Friday, October 31, 2008

Free Women and The Golden Notebook



I read Doris Lessing's The Golden Notebook some months ago for book club. It was a fascinating novel. There are multiple characters. There are all sorts of interesting themes to the book. Particularly about group dynamics - one of the main characters is a communist. She's actually dating the "alpha male" leader in the communist group in Africa. Other themes include race in colonial Africa and the process of writing, parenting, idealism and going through a nervous breakdown (expecting life and the world to be different than they are).

The novel is considered a classic, particularly a feminist classic. So I hesitate to offer much criticism of the writing or the themes. My book club found (and I agreed) that some of the characters were not terribly sympathetic. The male characters were not fleshed out (perhaps that was part of the point). The female characters seemed to do inconsistent things. Inconsistent not in a "human" way, more in a "what were you thinking?" type of way. It may have also been over-wrought/over-analyzed - too detailed.

At one point, one of the characters, a mother, writes that the only thing she is living for is her daughter, Janet. Yet throughout the book, the daughter (Janet) is an empty character, barely fleshed out. You rarely see any caring gestures from the mother towards the daughter, The mother (I think it was Anna) - seemed to like the "idea" of her daughter more than her daughter herself.

With that said, it was written prior to "The Feminist Mystique", in a time before many of the societal issues surrounding women were being explored. It spoke about the different "compartments" that women were forced to live in, the main character writes about different aspects of her life in four separate notebooks.

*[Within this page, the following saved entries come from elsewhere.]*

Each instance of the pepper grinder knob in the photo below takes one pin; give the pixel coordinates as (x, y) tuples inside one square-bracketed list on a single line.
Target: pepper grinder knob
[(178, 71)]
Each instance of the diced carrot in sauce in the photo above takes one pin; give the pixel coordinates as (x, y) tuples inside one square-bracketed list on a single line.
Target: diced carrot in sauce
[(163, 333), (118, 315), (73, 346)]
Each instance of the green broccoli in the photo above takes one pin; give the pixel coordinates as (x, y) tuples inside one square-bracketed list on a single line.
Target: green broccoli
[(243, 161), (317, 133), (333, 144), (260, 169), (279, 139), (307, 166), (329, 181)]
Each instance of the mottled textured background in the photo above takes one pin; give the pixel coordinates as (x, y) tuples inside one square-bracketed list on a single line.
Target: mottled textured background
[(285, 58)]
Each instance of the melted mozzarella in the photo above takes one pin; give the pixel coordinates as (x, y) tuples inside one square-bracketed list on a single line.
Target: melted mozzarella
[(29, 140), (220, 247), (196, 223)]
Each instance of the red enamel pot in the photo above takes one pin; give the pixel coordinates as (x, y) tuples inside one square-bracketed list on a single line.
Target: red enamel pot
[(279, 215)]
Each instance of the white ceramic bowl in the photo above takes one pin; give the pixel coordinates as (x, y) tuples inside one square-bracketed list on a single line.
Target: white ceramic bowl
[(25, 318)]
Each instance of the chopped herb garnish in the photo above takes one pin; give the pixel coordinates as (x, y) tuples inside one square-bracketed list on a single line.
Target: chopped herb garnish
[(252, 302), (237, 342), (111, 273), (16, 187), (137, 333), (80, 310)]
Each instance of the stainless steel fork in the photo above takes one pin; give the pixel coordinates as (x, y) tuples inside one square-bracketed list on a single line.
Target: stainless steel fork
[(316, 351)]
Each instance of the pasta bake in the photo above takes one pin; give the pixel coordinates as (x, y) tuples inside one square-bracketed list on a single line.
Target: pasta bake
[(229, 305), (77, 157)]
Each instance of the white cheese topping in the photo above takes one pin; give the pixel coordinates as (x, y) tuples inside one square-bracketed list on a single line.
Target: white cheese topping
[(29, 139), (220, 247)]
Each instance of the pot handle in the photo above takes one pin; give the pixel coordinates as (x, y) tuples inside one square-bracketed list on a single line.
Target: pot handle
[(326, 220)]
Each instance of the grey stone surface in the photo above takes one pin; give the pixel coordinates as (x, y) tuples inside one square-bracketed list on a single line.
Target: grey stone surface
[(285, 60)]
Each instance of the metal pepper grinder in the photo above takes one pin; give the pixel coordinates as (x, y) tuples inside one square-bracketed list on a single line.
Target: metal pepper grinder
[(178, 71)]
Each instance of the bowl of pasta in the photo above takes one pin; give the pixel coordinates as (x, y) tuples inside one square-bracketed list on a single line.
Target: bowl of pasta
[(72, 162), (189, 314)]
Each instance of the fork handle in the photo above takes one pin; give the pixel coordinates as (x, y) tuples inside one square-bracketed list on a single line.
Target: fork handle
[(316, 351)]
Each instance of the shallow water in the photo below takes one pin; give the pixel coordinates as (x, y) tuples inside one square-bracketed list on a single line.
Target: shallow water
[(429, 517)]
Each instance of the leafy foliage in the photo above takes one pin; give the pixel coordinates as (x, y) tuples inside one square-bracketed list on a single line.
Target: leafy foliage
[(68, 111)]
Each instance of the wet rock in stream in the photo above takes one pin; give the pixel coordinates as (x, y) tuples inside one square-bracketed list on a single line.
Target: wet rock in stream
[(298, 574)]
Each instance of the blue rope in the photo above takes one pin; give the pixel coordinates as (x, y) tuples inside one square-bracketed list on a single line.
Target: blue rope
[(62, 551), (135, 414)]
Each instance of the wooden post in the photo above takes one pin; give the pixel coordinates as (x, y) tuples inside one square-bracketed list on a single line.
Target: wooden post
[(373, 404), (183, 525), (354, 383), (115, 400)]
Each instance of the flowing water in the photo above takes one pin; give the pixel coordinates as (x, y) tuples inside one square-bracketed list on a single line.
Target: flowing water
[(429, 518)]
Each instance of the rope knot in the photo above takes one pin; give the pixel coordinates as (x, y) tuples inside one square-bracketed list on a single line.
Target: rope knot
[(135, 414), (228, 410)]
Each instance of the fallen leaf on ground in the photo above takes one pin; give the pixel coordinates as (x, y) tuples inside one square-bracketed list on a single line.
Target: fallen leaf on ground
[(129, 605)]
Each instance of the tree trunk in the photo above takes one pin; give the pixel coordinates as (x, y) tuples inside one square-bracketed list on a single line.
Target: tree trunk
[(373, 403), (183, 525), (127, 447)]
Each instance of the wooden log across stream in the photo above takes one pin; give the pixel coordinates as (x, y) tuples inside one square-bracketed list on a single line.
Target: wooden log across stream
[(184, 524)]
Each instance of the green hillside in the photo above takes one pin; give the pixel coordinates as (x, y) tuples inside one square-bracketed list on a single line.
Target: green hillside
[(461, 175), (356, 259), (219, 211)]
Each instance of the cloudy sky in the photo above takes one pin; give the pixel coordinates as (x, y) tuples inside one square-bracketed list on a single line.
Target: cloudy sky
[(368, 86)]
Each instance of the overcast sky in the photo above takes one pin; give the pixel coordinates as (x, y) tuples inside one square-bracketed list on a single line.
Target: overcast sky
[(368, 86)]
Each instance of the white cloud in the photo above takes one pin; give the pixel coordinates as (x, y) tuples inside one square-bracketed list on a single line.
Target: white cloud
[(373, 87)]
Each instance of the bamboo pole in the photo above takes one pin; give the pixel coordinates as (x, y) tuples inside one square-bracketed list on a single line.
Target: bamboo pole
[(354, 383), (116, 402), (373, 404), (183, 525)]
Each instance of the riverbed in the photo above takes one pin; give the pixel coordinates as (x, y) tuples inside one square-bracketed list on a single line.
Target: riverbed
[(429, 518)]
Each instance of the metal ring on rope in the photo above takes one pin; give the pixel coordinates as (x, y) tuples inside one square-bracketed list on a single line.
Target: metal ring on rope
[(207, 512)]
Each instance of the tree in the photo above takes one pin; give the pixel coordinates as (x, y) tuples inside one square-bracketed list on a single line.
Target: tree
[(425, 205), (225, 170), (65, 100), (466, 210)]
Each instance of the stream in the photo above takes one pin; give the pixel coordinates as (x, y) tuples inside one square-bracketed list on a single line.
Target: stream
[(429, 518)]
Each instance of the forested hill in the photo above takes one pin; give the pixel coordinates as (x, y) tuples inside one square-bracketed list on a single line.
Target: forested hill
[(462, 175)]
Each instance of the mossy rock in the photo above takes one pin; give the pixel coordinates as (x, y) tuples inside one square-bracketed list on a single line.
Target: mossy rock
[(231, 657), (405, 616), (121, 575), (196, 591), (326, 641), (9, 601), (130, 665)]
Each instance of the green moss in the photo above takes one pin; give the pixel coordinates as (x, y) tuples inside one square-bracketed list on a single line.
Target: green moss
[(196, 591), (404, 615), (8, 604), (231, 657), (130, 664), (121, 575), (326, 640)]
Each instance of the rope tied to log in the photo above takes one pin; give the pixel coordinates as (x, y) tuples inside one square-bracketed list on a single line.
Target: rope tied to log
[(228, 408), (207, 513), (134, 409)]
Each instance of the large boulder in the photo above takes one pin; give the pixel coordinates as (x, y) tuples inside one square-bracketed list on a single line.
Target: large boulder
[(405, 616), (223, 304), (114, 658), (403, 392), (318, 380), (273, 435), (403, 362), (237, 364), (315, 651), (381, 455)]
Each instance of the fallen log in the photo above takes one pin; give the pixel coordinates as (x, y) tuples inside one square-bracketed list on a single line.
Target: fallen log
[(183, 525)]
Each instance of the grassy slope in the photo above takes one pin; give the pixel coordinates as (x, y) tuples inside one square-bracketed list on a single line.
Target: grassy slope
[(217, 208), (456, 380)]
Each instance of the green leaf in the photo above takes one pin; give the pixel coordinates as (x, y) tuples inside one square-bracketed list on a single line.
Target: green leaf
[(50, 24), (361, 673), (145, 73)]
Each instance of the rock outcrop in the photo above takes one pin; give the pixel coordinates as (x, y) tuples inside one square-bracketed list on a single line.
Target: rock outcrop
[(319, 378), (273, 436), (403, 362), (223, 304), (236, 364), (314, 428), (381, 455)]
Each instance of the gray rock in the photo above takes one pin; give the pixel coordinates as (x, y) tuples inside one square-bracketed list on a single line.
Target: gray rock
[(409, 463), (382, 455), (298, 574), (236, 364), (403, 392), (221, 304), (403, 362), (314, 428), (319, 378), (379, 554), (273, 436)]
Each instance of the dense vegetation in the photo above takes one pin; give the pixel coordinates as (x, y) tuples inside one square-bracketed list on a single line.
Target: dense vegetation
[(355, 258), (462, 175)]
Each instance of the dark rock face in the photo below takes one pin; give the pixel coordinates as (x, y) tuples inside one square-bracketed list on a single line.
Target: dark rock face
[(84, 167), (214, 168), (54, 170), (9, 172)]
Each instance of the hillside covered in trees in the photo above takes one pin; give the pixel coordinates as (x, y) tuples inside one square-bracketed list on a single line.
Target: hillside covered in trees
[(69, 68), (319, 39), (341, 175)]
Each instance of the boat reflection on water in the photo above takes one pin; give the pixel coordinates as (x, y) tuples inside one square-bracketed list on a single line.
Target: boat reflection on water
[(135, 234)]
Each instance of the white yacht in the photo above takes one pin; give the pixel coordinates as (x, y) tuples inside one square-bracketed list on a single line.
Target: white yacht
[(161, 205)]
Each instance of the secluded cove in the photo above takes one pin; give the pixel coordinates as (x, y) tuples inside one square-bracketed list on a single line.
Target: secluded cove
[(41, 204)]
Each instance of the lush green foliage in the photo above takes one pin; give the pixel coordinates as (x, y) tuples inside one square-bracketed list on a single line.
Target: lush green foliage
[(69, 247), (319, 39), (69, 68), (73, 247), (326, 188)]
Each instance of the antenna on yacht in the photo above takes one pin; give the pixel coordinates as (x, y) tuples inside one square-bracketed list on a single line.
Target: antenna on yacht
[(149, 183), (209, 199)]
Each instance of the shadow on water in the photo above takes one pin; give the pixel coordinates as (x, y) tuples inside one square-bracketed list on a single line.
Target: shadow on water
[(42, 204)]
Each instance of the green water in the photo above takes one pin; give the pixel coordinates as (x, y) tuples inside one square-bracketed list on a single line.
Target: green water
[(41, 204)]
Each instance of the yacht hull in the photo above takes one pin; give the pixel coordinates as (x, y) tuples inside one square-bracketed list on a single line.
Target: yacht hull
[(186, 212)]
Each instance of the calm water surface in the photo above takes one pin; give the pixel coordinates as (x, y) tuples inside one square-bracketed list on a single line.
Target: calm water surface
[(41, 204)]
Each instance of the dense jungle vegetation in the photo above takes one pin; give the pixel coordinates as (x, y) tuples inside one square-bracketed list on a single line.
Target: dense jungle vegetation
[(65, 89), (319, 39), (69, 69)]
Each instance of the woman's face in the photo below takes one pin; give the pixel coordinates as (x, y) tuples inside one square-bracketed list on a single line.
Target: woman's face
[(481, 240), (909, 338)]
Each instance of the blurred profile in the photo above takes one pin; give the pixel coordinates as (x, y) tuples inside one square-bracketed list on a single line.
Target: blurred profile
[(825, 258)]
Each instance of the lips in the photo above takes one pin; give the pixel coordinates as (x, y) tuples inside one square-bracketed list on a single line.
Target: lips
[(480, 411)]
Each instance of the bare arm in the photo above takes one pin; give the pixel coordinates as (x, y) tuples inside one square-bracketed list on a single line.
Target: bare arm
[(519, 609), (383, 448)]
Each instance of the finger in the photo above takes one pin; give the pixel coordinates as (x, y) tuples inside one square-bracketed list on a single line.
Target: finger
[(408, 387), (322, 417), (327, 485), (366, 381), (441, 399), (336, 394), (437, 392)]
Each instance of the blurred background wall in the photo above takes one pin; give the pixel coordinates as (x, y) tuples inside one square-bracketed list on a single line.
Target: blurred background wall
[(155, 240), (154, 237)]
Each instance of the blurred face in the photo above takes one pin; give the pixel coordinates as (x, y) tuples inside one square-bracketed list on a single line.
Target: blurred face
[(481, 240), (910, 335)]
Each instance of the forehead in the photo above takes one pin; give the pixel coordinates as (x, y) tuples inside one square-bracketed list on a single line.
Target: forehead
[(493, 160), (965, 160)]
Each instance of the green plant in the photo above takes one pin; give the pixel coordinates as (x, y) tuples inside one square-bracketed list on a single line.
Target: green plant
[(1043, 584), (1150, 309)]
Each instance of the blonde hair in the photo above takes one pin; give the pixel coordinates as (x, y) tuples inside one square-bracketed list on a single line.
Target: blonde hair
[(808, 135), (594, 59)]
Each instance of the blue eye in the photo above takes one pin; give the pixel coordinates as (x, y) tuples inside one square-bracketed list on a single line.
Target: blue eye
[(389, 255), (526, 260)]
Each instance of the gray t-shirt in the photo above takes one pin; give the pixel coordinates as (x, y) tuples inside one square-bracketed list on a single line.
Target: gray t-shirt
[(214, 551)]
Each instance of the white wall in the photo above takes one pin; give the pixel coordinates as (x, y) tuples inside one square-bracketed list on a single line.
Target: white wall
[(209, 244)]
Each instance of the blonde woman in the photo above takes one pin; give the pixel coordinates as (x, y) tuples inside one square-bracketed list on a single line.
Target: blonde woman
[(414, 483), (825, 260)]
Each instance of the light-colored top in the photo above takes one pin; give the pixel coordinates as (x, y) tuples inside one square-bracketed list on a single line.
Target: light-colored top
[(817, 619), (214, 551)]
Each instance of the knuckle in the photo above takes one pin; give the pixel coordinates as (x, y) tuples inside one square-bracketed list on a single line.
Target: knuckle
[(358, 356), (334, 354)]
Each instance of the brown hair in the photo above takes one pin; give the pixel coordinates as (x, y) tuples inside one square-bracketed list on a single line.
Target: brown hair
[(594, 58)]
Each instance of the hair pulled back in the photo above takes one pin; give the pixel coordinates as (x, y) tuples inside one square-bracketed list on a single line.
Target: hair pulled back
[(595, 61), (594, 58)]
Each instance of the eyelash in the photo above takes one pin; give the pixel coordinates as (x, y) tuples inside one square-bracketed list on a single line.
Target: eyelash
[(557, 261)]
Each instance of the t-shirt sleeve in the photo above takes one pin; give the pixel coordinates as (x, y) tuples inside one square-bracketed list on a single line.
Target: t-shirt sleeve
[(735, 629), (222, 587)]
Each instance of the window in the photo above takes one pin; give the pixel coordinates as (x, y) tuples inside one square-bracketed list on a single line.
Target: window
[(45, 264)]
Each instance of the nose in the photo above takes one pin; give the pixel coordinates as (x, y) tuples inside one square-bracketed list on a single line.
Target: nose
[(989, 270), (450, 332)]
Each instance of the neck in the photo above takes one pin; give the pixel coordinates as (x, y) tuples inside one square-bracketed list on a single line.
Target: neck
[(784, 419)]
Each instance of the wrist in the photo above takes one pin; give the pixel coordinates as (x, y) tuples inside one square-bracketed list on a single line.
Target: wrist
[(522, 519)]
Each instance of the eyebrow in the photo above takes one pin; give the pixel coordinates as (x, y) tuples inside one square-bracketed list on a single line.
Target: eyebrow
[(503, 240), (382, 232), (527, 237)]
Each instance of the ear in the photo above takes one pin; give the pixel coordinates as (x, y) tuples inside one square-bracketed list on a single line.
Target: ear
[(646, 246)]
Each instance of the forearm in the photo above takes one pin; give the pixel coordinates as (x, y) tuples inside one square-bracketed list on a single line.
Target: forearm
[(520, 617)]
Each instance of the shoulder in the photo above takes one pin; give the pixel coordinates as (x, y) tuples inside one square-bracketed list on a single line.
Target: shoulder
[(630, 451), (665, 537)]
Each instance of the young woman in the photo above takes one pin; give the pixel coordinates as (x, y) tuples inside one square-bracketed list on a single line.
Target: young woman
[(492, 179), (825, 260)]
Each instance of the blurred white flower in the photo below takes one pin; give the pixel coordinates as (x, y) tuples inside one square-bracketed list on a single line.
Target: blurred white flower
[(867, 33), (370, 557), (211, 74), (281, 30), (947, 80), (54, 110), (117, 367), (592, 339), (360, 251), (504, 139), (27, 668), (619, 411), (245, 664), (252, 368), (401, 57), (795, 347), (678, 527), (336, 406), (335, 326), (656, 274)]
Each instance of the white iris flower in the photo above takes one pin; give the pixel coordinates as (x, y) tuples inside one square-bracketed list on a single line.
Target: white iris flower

One of the more thought-provoking parts of the novel was the notion of "free women". Free women being defined as women without a husband. The main characters are free, both divorced - and yet their lives still are not really free. They (the women) still seem to make choices based on the men in their lives. Anna, in particular, has a long
affair with a married man - and is devastated when he breaks off the relationship. Despite being a self-supporting single mom (and being proud of that), she can't seem to break free of being focused on when he will call, making dinner for him when he stops by, etc. She observes that to some extent, although she'd like to think she was
"free", and some of the more traditional wives might be jealous of her situation - she's actually just another side of the same coin as the wife. The men in the story had mistresses, but they wouldn't leave their wives for their mistresses.

Women couldn't break free of being defined by where they were in relationship to a man.

I think of the scene in the movie "The Ice Storm" where Sigorney Weaver's character says to Kevin Kline's character, in turning him down, that she already has a husband - she didn't want another one.

I don't think Lessing is suggesting that things should be this way, but I don't think she has any answers either. I also find it hard to believe people considered it "abrasive and inflammatory" back in the day. I'm looking at it from a 21st century perspective though.

The novel is clearly a product of the time right after World War II, the 50s, prior to women's liberation.

This is an article Doris Lessing wrote about the novel:
January review in The Guardian

I think we're all a product of our surroundings, our society. It's up to us (as I read some great advice the other day) to strike out on our own. Some things we can get away from, some things we just can't. I would like to think that as a society we have moved past the notion that marriage brings happiness and security - or that being single is ideal. That throwing out convention will work. I don't know - it's complex because it's simultaneously saying that throwing out convention won't work, but it's also saying the current arrangement isn't working. I really have no idea where that leaves us.

Fortunately, we're no longer in the 50s, so my hope is that much of what Lessing observed has changed. I know it has, partially. Consciousness seems to be the most important piece to this puzzle.